GoBankingRates reached its findings by analyzing 75 of the largest cities in the U.S. and zeroing in on three key economic indicators: Zillow’s year-over-year median home value forecast; Zillow’s year-over-year median rent forecast; and the Bureau of Labor Statistics’ Consumer Price Index change between 2014 and 2017.

Findings from the study include:

   •  The Dallas-Fort Worth metro area had the largest predicted increase in home value; anticipates that this area will be the No. 2 housing market in the country next year.

   •  Home prices in Denver will continue to drive costs up in 2018 because of a high demand for homes and low supply of available housing. 

   •  Of the cities on the list, San Francisco had the largest increase in the cost of consumer products and services over the last three years.

Let’s take a closer look at the five cities that will face the biggest COLA sticker shock in 2018:

Downtown San Diego Bay. 

5. San Diego

San Diego has the beautiful waterfront and a thriving biotech community. It also has the fourth-highest median home list price and median rent of all of the major metro areas in the U.S., according to Zillow. And, prices are expected to continue to rise next year.

Downtown Atlanta skyline.

4. Atlanta

Atlanta is the only city in the top five that resides east of the Mississippi River. The Southern gem is quickly pricing itself out from an affordability standpoint. From June 2014 to June 2017, the median list price for a home rose more than 50 percent, going from under $220,000 to $335,000. According to  the GoBankingRates study, home prices are expected to continue rising in 2018.

Denver Brocons Fans. (Photo: AP)

3. Denver

The Mile High city is earning its name these days with home prices continuing to soar. According to the Denver Metro Association of Realtors’ Market Trends Committee, Denver is in flux. It’s among the fastest growing cities in the nation, causing a housing logjam as demand for homes is far outstripping the low supply. The result: housing will continue to drive up home prices in the city in 2018. Of the metro areas included in this study, Denver saw the third-highest average CPI change from 2014 to 2017.

A view of Seattle's Space Needle and skyline. (Photo: AP)

2. Seattle

It doesn’t rain everyday in Seattle, it only seems that way, but the gloomy weather isn’t slowing down its growth. Seattle is expected to see the second-highest increase in home value and the largest increase in rent. The city’s rapid growth and rising costs can be attributed to the recent tech boom, as well as the construction of Amazon’s new headquarters.

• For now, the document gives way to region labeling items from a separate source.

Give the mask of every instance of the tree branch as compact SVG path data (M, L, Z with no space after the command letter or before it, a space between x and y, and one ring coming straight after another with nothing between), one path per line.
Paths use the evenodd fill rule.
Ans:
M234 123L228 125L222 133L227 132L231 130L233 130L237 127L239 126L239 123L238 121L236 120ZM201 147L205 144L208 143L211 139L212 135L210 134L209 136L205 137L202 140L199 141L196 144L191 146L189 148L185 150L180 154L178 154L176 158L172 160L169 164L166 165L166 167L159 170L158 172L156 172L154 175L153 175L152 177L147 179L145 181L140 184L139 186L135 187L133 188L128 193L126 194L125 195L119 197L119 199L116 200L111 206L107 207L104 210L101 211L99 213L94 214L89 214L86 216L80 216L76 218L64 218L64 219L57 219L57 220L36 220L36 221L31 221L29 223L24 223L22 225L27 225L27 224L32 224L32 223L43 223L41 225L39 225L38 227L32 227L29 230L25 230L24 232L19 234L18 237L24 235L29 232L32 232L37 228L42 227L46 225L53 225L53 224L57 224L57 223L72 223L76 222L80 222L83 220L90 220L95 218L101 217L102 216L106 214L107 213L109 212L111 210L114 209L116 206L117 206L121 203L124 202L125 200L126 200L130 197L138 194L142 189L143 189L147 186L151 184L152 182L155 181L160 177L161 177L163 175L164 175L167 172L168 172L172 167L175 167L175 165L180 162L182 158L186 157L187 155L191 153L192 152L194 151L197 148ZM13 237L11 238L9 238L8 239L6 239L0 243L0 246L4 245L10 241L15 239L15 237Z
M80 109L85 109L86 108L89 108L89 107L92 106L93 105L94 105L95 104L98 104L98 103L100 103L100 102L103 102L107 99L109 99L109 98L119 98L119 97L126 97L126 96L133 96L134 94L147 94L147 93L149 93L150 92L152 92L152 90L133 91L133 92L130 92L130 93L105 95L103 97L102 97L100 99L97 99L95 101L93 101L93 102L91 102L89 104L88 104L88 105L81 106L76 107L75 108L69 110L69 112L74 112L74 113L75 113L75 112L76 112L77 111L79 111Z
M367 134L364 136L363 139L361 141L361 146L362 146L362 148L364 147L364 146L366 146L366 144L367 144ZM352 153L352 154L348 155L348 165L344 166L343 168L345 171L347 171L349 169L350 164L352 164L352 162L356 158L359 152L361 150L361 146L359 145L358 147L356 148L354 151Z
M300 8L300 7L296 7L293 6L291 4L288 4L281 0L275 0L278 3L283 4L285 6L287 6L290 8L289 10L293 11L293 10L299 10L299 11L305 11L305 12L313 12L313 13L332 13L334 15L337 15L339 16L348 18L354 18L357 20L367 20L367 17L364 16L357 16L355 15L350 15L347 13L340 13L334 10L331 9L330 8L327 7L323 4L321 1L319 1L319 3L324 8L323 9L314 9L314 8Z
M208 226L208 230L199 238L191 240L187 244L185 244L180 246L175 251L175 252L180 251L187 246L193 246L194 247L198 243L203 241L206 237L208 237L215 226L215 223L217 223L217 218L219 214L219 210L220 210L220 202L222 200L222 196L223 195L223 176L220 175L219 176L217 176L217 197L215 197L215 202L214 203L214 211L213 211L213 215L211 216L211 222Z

Hawthorne Bridge and Portland skyline.  

1. Portland, Ore.

Boeing, Nike and Intel help drive employment in Portland keeping the housing market humming. In 2014 and 2015, the City of Roses boasted the lowest vacancy rate among the nation’s 75 largest metropolitan areas. While that number fell to 26th in 2016, Portland is expected to have the largest cost of living increase in 2018 and the second-highest increase in rent. That does not bode well for the city’s residents. According to an earlier GoBankingRates study, at this rate, the average income in Portland is not enough to keep pace with the rise in cost of living.